I'll chime in on this issue. As Federalist's owner, I'm a little terrified of the CDN broker because my customers don't control their own DNS. They have to wait for a ticketing system, and having to destroy a CDN route to make a new one requires downtime.

I feel like absent cloud.gov changes, Federalist will need to make a NGINX proxy that can be manually loaded with a cert and used while CDN config is being changed.

[konklone]

I feel like absent cloud.gov changes, Federalist will need to make a NGINX proxy that can be manually loaded with a cert and used while CDN config is being changed.

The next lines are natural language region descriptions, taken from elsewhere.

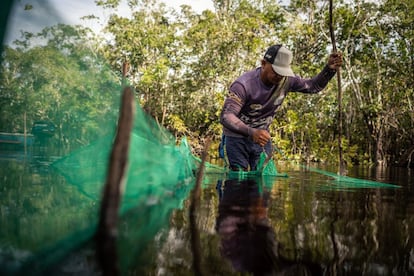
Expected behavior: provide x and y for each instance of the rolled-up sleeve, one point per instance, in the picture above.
(233, 104)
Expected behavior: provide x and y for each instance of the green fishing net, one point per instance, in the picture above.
(52, 188)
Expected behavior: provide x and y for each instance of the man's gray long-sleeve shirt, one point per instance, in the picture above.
(252, 104)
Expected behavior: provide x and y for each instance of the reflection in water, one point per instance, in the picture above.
(248, 240)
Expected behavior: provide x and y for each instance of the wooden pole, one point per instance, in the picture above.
(194, 205)
(342, 170)
(106, 235)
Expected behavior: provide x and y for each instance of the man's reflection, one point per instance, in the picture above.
(247, 237)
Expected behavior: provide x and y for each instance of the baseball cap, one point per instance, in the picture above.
(280, 58)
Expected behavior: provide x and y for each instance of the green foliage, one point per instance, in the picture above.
(182, 62)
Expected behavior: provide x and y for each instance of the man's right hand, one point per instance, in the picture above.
(260, 136)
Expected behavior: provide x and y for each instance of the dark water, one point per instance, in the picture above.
(305, 224)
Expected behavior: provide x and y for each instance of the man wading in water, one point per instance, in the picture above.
(253, 100)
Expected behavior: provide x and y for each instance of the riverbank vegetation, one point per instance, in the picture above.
(181, 63)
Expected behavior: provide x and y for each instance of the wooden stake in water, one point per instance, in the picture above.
(342, 169)
(106, 235)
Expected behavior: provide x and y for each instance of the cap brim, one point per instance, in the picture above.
(283, 71)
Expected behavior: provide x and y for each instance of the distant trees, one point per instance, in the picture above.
(181, 64)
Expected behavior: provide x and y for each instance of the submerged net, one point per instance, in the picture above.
(54, 165)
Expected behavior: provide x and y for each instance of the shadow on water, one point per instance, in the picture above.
(305, 224)
(247, 238)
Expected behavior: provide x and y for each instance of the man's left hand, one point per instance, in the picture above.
(335, 61)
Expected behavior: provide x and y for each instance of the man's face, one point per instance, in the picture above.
(269, 76)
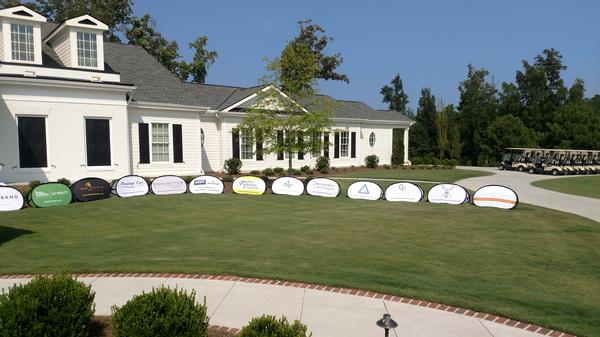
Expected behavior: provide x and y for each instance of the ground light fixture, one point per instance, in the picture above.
(387, 323)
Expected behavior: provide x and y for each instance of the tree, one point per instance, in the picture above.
(423, 140)
(277, 121)
(477, 108)
(394, 95)
(313, 36)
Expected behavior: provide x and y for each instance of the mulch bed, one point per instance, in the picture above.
(102, 327)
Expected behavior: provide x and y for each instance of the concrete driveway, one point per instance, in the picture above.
(521, 183)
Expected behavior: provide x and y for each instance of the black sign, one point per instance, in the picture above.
(90, 189)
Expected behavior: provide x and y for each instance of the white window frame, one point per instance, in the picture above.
(373, 140)
(93, 41)
(346, 144)
(169, 144)
(246, 146)
(19, 43)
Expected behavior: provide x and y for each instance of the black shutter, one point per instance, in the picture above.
(235, 143)
(97, 136)
(336, 145)
(177, 144)
(280, 144)
(300, 143)
(259, 152)
(32, 142)
(353, 145)
(143, 143)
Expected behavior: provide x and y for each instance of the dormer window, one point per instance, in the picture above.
(22, 42)
(87, 50)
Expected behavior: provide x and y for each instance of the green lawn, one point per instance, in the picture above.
(588, 186)
(530, 264)
(443, 175)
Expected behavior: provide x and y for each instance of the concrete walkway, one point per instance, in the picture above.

And that would have significant downsides associated with it, from an operations and security standpoint (in terms of managing key material), and would be difficult to pull off in anything approaching an automated fashion.

[wslack]

Well, given that cloudfront can only have one thing exist for a domain at a time, it seems like we need some sort of intermediate CDN-lite service and the ability to generate a certificate at will.

Note - I don't think cloud.gov needs to provide these. They might be better as 18F infra priorities.

[konklone]

Has the cloud.gov team been able to decide where this fits into the project's priorities?

I remain deeply concerned about the continued possibility for emergency downtime situations, caused by further inevitable errors around removing what are supposed to be fungible and recreatable AWS resources.

The more CNAMEs with specific AWS resource names in them that we hand out to external DNS teams to set, the more dependencies we create that are outside of our control and whose disruption would result in immediate downtime requiring human intervention to repair.

[mogul]

We talked about this in our quarterly planning meeting last week. We're going to try to fit in work on it around other high-level objectives this quarter, but it's lower priority and not aligned to other objectives we set.